Saying that something magical happens when we get people off roads and bridges in Oklahoma, the lieutenant governor emphasized that taking charge of the message of who and what Oklahoma is all about is vital for the state economy.
“Because, as you know and I know, if we don't define who we are as a state, I assure you that every other state in this country is. There's 49 other states that are defining who Oklahoma is and it's not who we are,” he said.
Pinnell said that more money is needed for advertising.
“When it comes to tourism and marketing the state, our brand right now, the only brand that we really have from a statewide perspective are the ads that we're running out of the tourism department,” he said.
“We spend most of that money in Texas because we make most of our money on baby boomers from Texas. The entire campaign is $2.3 million.”
How does that compare with other states' marketing efforts?
“I don't know what's in Michigan, but there must be a lot in Michigan because 'Tim the Toolman Taylor' tells us about it. He's the narrator of those ads. Twenty-eight million dollars a year--[the] Pure Michigan campaign,” he noted.
According to Pinnell, Texas spends $41 million a year, $10 million internationally. And, Texas also has relatively few miles of the most famous road in the world, which Pinnell says is a goldmine for Oklahoma. There are plans underway to tap into that “mine.”
“We have more drivable miles of the most famous road in the world than any other state in the country, and that would be Route 66. It's authentic America,” he said.
“We should also be making a whole lot of money on Route 66 and so we're putting a master plan inside the Department of Tourism specific to Route 66. We've never done this before, bringing all communities, every community, four hundred plus miles across the state, together at the History Center to put a master plan together for Route 66. It's an absolute goldmine for the state and we should be doing so much more from a marketing perspective. But $2.3 million is not going to get it done.”

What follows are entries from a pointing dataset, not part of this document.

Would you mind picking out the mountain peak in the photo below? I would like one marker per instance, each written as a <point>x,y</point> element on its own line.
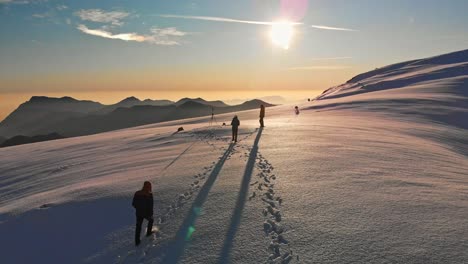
<point>45,99</point>
<point>130,99</point>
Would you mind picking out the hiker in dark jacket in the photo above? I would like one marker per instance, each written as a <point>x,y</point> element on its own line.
<point>262,115</point>
<point>235,125</point>
<point>143,203</point>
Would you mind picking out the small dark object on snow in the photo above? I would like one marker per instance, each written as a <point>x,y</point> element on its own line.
<point>143,204</point>
<point>235,123</point>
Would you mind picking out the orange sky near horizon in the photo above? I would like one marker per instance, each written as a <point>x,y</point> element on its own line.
<point>209,82</point>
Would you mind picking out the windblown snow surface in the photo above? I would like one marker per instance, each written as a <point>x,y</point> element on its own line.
<point>372,171</point>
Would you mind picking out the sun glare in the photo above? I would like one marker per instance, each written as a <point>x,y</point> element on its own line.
<point>281,33</point>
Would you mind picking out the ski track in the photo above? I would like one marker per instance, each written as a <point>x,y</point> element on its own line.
<point>263,188</point>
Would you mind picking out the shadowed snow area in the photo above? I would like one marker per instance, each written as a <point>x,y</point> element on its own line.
<point>372,171</point>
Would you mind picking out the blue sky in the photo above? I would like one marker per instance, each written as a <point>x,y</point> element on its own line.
<point>68,47</point>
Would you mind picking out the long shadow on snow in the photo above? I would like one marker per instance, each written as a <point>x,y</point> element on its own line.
<point>241,199</point>
<point>184,233</point>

Pinnell applauded the efforts of the OKC Convention & Visitors Bureau, saying that they are “killing it.”
“We generate 650 million dollars in state and local tax revenue off tourism,” he said. “It's the third-largest industry in the state. A lot of it's driven by Oklahoma City…they are absolutely killing it.”
Pinnell said that cities like OKC, Tulsa, Stillwater, Enid and Guymon are having do their own marketing. But he is confident that is about to change.
“I can tell you that I'm optimistic, moving forward, that we're going be able to get a larger marketing budget, some of those appropriated dollars,” he said. “I'm fighting for it every day. But usually, when I talk about tourism, I have to start with that marketing budget because you get what you pay for. And I'm getting all that money back when we tell our story, if we're telling it the right way.”
The lieutenant governor touted a little-known tourist sector – Agri-tourism.
“Today, in this country, people want to know where their food is coming from much more than any time in U.S. history,” he said, citing the farm-to-table movement. “Oklahoma City is a perfect example of this. You can get every opportunity, every urban opportunity that you would ever want right here in Oklahoma City. And then, you got Luther, one of our best Agri-tourism communities in the entire state. All the small-town charm that anyone would ever want is in Luther, Oklahoma and they have amazing restaurants, they’ve got the farm-to-table movement. They've got farms that you can go to pick the blue and blackberries, all of that is just, I mean, 15-20 minutes outside of town. We have got to connect those dots for visitors. The convention-goers love this. To be able to be shown those opportunities there, just a few minutes outside of town.”
Pinnell said that most states can’t do that, not even in Texas.
“Too long of a drive. Most of the time in Oklahoma we can do that and that's why we have people from Dallas and Houston that now spend weekend getaways in Oklahoma City. Because it's just as good of restaurants, it's just as good about outdoor activities and they don't have to wait two hours for a restaurant and it's not a two-hour commute to and from inside or outside Oklahoma City downtown.”
He also said that state parks are a priority for the future as part of a coordinated marketing strategy which will highlight the things that make Oklahoma unique.
“No state can match our heritage and our history,” he said. “There is not another state that can match our heritage and our history as a state. From our Native American history, from Route 66, from small towns, urban America, we have it all as a state when it comes to tourism assets. But we've got to take much more advantage of them.”